Le statut stéréotypé des femmes ne va-t-il pas à l’encontre du principe de l’égalité entre les hommes et les femmes, en maintenant la séparation des responsabilités entre les sexes suivant des conceptions patriarcales et cléricales ?
Cette différenciation des rôles entre les sexes dans l’Église ne suppose-t-elle pas une autre inégalité, tenant à la conception du féminin et du masculin ? La différence de valeur que l’on accorde à l’un et l’autre sexe, la distinction du féminin et du masculin, les différences naturelles affirmées, ne conduisent-elles pas au maintien d’inégalités à tous les niveaux ?
L’exclusion des femmes en tant qu’elles appartiennent à un groupe défini par des caractéristiques intrinsèques, « naturelles », sur lesquelles les intéressées n’ont pas prise, telles que « le sexe » n’est-elle pas à prohiber ? – Les distinctions fondées sur le sexe ne sont-elles pas à interdites dans l’Église en tant que discriminations, parce qu’elles mettent en cause des attributions de l’« être vivant » ?
La voie juridique pour mettre fin aux discriminations dans l’Église ? Une voie peut-être, puisque l’Église persévère à justifier le non-accès des femmes aux charges cultuelles, sacramentelles et gouvernementales.
Une voie que chaque baptisé.e pourrait choisir en écrivant, en France, par exemple, à la défenseure des droits, ou en effectuant auprès d’elle une préplainte en ligne. Ou encore par dossier recommandé à Madame la Greffière, Cour européenne des droits de l’homme, Conseil de l’Europe 67075 Strasbourg cedex, introduire une requête à la CEDH à effectuer au moyen d’un formulaire prévu à cet effet, disponible sur le site officiel de la cour, à télécharger, à remplir, à imprimer, à signer et à poster à l’adresse indiquée… Mais aussi en soumettant une plainte auprès du Conseil des droits de l’homme de l’ONU qui traite tout ensemble de violations flagrantes et attestées par des éléments dignes de foi, de tous les droits de l’homme et de toutes les libertés fondamentales, quelles que soient la région du monde et les circonstances dans lesquelles elles sont commises (résolution 5/1 du Conseil des droits de l’homme du 18 juin 2007).
Motifs de la plainte : autoritarisme d’ecclésiastiques en position de pouvoir ; entretien d’évaluation démotivant, manipulateur, hypocrite, suffisant ; absence de soutien, abus de pouvoir et emprises spirituelles ; responsabilité visiblement confiée par intérim, ou suppléance, concédée pour cause de pénurie d’hommes ; services bénévoles mésestimés ; vie consacrée corvéable à merci ; compétences non reconnues ; appel à « candidatures » pour la prêtrise réservé aux seuls hommes ; choix des seuls garçons pour enfants de chœur et renvoi des filles aux distributions des feuilles de chant, loin de l’autel ; des seuls hommes pour distribuer la communion, lire les Écritures ; publication de livret pour les célébrations liturgiques prescrivant que lors de la cérémonie du Lavement de pied, le Jeudi saint, on ne choisisse que des pieds d’hommes… pèlerinages genrés entretenant les stéréotypes de genre ; prédications qui soutiennent que « l’homme est la tête et la femme est le cœur »… etc.
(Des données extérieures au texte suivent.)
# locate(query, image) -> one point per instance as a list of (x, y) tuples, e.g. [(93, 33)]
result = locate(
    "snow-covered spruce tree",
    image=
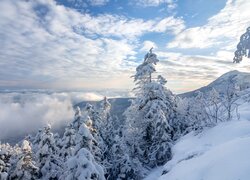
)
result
[(214, 107), (47, 156), (82, 166), (95, 124), (243, 47), (121, 165), (229, 101), (7, 153), (25, 167), (68, 142), (148, 129), (36, 140)]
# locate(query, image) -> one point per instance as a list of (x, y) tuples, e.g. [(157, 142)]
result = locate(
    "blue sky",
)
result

Un geste transgressif symbolique ? Oui. Certainement. Mais un jour viendra où l’Église catholique sera regardée comme une institution dont il faut instruire le procès et faire condamner pour discours postulant l’infériorité essentielle de la femme, enfermement de la femme dans le biologique, la chair et la transmission de la chair, affirmation d’une essence féminine nécessairement dévolue à la maternité… discrimination.